Wallabout Bay

Vue sur la baie depuis le pont de Williamsburg

Wallabout Bay est une petite étendue d’eau dans la Upper New York Bay le long de la rive nord-ouest du borough de Brooklyn à New York, entre les ponts actuels de Williamsburg et de Manhattan, en face de Corlear’s Hook sur Manhattan à l’ouest, à travers l’East River. Wallabout Bay jouxte aujourd’hui le site du Brooklyn Navy Yard.

Le nom vient du néerlandais « Waal bocht », qui signifie « baie des Wallons », du nom des immigrants belges.

Le quartier de Wallabout est adjacent à la baie.

Histoire

Le Wallabout est devenu le premier endroit de Long Island colonisé par les Européens lorsque plusieurs familles de Wallons francophones ont choisi d’y acheter des terres au début des années 1630, après être arrivées de Hollande aux Nouveaux Pays-Bas au cours de la décennie précédente. La colonisation de la région a commencé au milieu des années 1630 lorsque Joris Jansen Rapelje a échangé des biens commerciaux avec les Indiens Canarsee contre quelque 335 acres (1,36 km2) de terres à Wallabout Bay, mais Rapelje, comme d’autres premiers colons wallabouts, a attendu au moins une décennie avant de s’installer à plein temps dans la région, jusqu’à ce que les conflits avec les tribus aient été résolus.

La plupart des récits historiques placent la maison de Rapelje comme la première maison construite à Wallabout Bay. Sa fille Sarah fut le premier enfant né de parents européens aux Nouveaux Pays-Bas, et Rapelje fut plus tard magistrat à Brooklyn ainsi que membre du Conseil des Douze Hommes. Le gendre de Rapelje, Hans Hansen Bergen, possédait un grand terrain attenant à celui de Rapelje. À proximité se trouvaient des plantations de tabac appartenant à Jan et Peter Montfort, Peter Caesar Alberto et d’autres agriculteurs.

Carte de 1766

À partir de 1637, le Wallabout a servi de lieu de débarquement du premier bac traversant l’East River depuis le bas de Manhattan.

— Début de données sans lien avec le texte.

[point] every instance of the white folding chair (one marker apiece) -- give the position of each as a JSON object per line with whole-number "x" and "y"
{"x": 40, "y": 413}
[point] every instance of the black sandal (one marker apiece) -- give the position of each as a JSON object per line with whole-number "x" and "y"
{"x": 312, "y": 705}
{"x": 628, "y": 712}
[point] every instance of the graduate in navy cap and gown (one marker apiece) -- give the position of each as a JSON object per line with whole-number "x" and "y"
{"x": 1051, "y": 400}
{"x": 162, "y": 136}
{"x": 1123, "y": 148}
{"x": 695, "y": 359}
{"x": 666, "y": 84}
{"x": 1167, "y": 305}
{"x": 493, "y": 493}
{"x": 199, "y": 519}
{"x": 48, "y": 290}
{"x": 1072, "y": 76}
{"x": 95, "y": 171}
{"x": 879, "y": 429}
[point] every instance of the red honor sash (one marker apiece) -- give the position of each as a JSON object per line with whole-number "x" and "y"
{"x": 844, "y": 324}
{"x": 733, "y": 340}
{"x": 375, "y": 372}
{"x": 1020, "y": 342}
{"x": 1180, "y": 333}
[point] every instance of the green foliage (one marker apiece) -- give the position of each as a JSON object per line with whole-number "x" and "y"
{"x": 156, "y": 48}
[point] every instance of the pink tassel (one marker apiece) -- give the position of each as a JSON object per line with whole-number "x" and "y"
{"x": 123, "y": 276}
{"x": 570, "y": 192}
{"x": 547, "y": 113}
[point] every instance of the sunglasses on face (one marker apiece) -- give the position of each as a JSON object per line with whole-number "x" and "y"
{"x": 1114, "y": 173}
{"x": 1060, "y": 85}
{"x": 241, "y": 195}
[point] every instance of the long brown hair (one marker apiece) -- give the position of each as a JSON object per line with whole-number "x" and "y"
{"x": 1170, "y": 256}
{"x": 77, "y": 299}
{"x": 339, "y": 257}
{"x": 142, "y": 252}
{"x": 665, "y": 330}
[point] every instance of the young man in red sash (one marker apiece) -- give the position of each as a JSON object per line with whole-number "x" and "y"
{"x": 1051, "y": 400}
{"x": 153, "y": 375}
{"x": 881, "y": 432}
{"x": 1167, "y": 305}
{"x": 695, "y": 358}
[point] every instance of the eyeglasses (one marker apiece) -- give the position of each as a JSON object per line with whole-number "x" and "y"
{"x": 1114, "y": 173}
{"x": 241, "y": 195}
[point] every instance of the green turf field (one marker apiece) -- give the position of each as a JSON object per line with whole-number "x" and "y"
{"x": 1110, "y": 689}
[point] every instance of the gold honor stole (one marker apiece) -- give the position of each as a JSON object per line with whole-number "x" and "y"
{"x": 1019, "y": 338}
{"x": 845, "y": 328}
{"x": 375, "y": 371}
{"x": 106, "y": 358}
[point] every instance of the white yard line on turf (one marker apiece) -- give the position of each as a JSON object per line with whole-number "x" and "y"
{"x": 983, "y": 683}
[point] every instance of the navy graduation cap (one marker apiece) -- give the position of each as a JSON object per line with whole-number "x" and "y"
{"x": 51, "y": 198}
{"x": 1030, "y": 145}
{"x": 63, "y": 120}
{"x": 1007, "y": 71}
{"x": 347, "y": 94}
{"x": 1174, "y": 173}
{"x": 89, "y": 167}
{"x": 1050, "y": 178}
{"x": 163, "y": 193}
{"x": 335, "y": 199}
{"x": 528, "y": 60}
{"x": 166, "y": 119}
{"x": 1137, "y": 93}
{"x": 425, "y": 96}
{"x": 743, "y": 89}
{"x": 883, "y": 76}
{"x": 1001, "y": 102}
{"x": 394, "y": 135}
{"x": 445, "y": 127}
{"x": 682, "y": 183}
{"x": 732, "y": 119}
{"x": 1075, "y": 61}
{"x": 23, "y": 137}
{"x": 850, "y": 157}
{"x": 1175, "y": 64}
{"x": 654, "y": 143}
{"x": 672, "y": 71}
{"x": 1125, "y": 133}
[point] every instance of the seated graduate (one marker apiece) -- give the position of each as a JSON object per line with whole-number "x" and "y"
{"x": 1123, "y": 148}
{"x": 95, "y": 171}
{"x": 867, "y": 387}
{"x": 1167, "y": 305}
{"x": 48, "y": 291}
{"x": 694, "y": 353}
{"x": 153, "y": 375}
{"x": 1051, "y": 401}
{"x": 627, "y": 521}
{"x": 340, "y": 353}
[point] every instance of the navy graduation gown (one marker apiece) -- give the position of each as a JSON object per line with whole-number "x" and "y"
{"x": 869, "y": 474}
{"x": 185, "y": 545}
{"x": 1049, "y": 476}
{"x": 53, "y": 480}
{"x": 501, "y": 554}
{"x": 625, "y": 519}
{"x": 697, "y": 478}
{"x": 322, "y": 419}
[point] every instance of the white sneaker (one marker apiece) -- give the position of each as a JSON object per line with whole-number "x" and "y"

Cornelis Dircksen, le seul passeur, cultivait des parcelles des deux côtés – près de l’endroit où le pont de Brooklyn est maintenant enjambé – afin d’employer au mieux son temps sur l’une ou l’autre rive du fleuve.

Un système féodal de propriété foncière a été suspendu en 1638, et la petite colonie est devenue une colonie de propriétaires libres : après une période de dix ans de paiement à la Compagnie néerlandaise des Indes orientales d’un dixième de leur rendement, les colons seraient propriétaires de leurs terres agricoles. (« Bruijk » signifie « utiliser » et « leen » signifie « prêt » en néerlandais.) L’humble « Colonie Bruykleen » s’est étendue à partir du Wallabout pour devenir la ville de Brooklyn.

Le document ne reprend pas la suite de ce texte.